21 de mar. de 2014

O Elefante na sala


Por Daniele Leão Freitas

“Um elefante incomoda muita gente, Dois elefantes incomodam muito mais!”
Essa música, que é cantarolada apenas quando alguém quer irritar outra pessoa, me fez refletir sobre alguns aspectos dela que eu não havia me atentado ainda. Ok, pode parecer bem besta e óbvio o que ela quer dizer, mas não é tão simples assim o que ela pode significar também.

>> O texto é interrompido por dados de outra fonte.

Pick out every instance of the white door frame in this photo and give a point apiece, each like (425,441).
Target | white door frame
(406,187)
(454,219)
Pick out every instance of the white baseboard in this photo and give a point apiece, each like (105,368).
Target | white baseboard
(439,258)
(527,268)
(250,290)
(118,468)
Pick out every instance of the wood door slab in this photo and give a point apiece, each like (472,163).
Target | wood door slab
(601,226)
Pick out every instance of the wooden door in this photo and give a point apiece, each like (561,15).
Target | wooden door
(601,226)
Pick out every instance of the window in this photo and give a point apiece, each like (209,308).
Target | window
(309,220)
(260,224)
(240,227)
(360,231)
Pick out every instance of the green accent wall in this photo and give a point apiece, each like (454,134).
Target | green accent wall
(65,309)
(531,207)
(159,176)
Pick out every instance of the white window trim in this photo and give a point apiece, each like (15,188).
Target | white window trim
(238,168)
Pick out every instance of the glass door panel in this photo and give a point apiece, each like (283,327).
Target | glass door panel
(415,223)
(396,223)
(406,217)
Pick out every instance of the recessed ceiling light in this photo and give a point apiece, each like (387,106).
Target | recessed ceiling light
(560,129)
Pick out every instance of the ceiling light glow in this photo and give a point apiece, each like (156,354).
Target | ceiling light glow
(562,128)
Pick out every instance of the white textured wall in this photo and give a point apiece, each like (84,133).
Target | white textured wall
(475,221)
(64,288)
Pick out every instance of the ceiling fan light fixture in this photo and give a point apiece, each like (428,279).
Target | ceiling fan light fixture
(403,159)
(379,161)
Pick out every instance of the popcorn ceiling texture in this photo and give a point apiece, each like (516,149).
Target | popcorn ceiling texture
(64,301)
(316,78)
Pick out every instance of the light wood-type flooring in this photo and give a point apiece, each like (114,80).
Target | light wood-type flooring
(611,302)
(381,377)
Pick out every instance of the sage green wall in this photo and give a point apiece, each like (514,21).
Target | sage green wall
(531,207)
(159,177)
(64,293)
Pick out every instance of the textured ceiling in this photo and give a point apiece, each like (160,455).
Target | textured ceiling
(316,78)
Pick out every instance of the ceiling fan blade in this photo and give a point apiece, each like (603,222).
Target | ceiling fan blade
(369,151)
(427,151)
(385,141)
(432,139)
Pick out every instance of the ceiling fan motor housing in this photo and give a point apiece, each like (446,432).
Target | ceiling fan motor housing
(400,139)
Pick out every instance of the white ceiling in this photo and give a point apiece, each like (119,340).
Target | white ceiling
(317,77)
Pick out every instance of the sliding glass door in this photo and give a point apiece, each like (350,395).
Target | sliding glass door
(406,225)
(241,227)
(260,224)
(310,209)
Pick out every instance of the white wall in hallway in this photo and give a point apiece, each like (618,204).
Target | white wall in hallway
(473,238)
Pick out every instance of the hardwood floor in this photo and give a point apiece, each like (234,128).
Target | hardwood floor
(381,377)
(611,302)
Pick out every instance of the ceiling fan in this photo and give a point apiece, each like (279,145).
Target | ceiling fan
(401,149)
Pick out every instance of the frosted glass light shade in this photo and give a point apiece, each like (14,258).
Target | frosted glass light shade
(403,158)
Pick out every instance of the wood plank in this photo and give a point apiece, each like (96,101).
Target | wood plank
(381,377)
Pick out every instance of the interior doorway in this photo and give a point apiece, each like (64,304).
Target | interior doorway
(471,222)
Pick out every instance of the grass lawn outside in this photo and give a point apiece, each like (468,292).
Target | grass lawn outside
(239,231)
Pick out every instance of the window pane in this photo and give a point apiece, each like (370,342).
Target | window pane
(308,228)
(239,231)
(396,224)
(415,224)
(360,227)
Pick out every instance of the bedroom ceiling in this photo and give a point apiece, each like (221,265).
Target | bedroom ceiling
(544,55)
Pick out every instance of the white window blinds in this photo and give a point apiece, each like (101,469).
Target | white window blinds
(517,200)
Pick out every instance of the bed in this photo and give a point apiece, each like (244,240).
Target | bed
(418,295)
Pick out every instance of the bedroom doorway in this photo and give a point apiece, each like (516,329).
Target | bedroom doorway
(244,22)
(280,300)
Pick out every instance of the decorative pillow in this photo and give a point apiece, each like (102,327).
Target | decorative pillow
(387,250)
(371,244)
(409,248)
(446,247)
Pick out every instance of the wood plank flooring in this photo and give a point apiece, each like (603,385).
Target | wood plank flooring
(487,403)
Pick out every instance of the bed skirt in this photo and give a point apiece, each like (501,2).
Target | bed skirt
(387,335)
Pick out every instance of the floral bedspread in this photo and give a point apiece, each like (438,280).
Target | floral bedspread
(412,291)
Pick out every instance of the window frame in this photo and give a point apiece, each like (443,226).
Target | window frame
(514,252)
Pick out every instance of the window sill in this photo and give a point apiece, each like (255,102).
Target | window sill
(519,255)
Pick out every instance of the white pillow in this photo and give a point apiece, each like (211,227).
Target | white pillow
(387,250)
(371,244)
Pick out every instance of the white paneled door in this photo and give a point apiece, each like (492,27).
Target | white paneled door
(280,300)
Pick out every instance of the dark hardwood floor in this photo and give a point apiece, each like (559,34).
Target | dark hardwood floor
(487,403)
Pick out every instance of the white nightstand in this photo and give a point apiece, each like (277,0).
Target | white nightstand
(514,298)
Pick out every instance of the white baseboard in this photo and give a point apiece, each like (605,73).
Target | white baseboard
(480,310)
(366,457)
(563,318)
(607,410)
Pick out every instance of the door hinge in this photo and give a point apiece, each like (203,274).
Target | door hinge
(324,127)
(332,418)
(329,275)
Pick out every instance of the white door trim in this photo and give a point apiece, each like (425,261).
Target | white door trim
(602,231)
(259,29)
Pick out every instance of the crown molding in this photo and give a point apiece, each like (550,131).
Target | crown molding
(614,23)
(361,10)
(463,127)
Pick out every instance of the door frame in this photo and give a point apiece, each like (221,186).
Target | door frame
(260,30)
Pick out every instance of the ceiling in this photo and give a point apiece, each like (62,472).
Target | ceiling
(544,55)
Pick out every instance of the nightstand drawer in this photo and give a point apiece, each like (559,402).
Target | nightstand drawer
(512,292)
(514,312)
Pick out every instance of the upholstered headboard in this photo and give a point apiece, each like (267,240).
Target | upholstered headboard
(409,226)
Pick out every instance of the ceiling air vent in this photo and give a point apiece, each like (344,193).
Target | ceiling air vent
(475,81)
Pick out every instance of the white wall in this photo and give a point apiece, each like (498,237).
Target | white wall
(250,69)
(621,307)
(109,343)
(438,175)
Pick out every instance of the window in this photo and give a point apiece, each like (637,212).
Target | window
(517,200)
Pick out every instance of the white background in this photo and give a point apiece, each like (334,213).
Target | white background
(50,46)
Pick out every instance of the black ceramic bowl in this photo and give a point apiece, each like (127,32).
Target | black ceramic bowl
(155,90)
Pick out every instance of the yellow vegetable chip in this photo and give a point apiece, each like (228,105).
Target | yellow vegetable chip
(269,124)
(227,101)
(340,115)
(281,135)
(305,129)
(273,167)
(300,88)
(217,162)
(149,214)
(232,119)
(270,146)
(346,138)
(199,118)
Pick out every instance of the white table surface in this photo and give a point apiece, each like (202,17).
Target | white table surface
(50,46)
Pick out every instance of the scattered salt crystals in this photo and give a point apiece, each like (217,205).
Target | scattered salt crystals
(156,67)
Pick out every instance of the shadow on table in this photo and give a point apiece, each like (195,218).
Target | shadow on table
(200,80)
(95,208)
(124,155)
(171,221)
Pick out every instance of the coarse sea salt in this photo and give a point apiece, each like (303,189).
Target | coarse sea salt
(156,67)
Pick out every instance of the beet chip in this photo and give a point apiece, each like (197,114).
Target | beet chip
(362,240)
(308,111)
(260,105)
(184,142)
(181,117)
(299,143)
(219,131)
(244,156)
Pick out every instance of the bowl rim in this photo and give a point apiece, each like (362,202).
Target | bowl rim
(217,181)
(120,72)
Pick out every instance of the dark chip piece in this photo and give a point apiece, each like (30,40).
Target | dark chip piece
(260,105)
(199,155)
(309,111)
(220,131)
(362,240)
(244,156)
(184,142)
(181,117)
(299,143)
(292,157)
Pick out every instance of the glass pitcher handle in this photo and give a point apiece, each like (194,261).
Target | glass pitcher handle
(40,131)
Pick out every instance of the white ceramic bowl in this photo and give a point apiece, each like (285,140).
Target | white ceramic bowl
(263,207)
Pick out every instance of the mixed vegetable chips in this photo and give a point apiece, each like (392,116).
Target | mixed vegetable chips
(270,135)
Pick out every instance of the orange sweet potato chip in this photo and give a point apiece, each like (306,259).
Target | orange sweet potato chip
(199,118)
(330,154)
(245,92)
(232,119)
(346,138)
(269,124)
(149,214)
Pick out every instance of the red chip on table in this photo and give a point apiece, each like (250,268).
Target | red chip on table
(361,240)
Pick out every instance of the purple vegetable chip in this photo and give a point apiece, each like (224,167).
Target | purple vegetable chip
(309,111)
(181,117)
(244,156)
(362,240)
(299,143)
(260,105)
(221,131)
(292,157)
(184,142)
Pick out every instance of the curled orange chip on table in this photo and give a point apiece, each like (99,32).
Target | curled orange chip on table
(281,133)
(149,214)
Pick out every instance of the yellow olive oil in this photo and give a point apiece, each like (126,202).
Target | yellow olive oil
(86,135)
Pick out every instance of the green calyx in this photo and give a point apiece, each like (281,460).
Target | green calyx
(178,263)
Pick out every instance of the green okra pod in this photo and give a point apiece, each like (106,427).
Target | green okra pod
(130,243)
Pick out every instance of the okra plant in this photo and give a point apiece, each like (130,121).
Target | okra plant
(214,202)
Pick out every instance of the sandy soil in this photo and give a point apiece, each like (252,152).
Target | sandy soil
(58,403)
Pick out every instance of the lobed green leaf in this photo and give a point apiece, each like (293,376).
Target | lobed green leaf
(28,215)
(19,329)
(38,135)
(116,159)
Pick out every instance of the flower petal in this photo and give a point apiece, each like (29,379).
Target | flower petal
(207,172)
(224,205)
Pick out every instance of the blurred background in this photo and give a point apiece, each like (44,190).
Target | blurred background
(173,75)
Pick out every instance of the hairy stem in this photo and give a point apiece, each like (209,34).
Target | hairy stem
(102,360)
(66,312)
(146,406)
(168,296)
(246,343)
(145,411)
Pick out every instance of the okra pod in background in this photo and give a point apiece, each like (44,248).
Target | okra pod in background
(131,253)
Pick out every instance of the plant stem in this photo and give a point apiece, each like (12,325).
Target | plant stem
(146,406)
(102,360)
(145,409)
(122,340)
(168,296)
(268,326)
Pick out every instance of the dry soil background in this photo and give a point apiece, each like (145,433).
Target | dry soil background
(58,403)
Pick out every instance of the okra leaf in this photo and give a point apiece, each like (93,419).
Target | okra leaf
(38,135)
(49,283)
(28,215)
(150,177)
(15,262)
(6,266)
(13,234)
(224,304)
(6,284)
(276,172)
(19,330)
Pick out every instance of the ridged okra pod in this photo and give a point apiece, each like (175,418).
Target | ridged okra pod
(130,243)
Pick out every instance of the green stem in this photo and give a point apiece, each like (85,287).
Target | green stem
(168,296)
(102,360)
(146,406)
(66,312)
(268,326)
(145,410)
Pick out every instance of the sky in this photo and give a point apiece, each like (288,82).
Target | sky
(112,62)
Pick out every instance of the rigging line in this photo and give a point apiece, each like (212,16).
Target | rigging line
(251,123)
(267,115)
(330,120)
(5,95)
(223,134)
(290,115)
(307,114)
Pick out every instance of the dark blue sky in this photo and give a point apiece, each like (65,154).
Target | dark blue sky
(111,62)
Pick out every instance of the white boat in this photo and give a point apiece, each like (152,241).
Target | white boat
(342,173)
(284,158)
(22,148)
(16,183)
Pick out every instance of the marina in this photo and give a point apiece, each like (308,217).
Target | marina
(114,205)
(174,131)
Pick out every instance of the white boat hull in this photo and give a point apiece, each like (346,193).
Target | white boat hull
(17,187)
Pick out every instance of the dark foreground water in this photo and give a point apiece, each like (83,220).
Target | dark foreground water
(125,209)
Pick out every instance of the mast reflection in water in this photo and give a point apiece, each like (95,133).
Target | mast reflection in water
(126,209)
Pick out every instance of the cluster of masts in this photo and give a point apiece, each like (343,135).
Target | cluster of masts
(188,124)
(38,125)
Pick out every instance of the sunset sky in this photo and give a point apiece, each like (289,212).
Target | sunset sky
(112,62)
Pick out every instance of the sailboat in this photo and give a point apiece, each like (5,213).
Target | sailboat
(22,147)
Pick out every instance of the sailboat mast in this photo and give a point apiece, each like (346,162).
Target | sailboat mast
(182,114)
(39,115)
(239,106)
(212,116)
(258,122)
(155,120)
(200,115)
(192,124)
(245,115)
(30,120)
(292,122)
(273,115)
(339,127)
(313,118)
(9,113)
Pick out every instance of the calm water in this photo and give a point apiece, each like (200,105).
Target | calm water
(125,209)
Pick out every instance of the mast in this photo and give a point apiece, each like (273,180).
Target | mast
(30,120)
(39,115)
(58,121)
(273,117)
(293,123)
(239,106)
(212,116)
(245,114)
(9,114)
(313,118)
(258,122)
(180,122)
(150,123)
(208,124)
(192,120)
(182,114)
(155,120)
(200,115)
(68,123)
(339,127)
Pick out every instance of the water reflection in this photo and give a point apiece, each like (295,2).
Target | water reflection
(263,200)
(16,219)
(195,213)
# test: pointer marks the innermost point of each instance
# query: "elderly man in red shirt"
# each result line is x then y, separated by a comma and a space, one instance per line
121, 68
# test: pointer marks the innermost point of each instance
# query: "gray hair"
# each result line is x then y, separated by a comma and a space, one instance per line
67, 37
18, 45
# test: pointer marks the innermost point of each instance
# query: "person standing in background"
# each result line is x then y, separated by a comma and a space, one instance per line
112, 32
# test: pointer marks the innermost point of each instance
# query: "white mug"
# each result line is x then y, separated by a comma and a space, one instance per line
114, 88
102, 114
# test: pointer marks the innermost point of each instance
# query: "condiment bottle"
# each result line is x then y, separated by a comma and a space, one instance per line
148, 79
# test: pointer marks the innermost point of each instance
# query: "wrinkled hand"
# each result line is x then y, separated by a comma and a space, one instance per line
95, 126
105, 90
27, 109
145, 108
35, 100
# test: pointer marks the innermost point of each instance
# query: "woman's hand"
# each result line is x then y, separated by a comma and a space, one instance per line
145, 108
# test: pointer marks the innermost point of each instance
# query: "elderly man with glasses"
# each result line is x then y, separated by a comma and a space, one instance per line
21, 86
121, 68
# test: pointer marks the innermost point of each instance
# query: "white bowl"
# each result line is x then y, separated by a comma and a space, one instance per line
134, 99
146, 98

Era uma vez um elefante, que diversas vezes na sua infância se sentiu deslocado, sem pertencer ao ambiente, e não era só fora de casa, mas muitas vezes dentro também (pensava às vezes que faria sentido se eu tivesse sido abduzido, sequestrado, ou adotado por aquela família de garças). Não entendia porque as coisas tinham que ser desse ou daquele jeito, ou porque outros o diziam para fazer algo quando agiam totalmente diferente, ou porque isso era bom e certo e aquilo era ruim e errado. 
A partir de uma certa idade, conheceu a palavra HIPOCRISIA, e depois de muitos anos se deu conta do quão novo era para tomar conhecimento daquela palavra estranha. Diversas vezes, presenciou situações que não faziam sentido para ele, pois aquela mesma garça dizia que aquilo não era correto. Mas ela podia fazer por ser uma garça adulta.  E isso não bastava para o elefante para explicar e justificar aquele ato. Após, incontáveis vezes, testemunhar inúmeras situações das mais diversas que continuavam a exemplificar o que aquela palavra estranha significava, o elefante se rebelou. Mas isso foi durante o início da adolescência... e “isso é só uma fase”, diziam, “ele está ‘aborrescente’, logo isso passa”... e isso “passou”... quer dizer, depois de um tempo, percebendo que as garças que precisavam escutar o que eu estava berrando com todas as forças, tentando dizer e mostrar que tudo aquilo não podia ser certo, só ouviram um barulho irritante, colocaram tampões nos ouvidos e esperaram passar. O elefante acabou ficando sem voz e, não importava o quão alto ele gritasse, ninguém queria saber do que se tratava.
O elefante estava na sala, mas ninguém queria olhar pra ele nos olhos. Era mais fácil levá-lo para o veterinário para descobrir o que havia de errado nele. O problema é que não adiantou, e outros problemas foram aparecendo, e outros médicos e terapeutas foram requisitados. Às vezes melhorava por um tempo, mas nunca era uma solução definitiva.
“Por que ele não muda? Por que ele não faz o que a gente gosta/manda? Por que ele simplesmente não é como eu quero que ela seja? Eu o amaria se ela fosse assim, como eu gostaria que fosse”.
E o elefante continuava por lá, talvez não conseguisse encarar e erguer mais a cabeça, mas a presença dele era constante. Ele fazia tudo o que era pedido, era melhor do que todos na escola de animais, até praticava esportes, mas ele não era o que queriam que ele fosse. Ele nunca seria pequeno, ele nunca deixaria de ser notado, ele não parava de chamar atenção, mas principalmente, ele não deixaria de ser o que é e muito menos de existir apenas porque esse era o desejo daqueles que coabitavam a sala.
Um dia, o elefante descobriu um espelho na sala, que estava escondido ali desde sempre. Tirando os panos que o tampavam, olhou o seu reflexo e viu pela primeira vez que era igual àquelas garças, e que elas eram iguais a ele!
Não entendeu então o motivo de tentarem mudar ele, se ele aparentava exatamente como os outros. Chamou todos para verem o espelho e ao verem o objeto recém descoberto todos cobriram os olhos. “O que você está fazendo??! Cubra-o e tire isso da nossa frente!” Sem entender, o elefante assim o fez, mas mais confuso ainda, balbuciou quase que para si mesmo apenas “Por quê? Ele é tão belo, mostra coisas tão belas em nós mesmos. Mostra como a gente realmente é parecido”. E mesmo falando baixinho, ouviram suas palavras e responderam para ele “Exatamente por isso que não gostamos nem de olhar para os seus olhos, no reflexo deles vemos como somos elefantes como você, quando preferimos ser garças”.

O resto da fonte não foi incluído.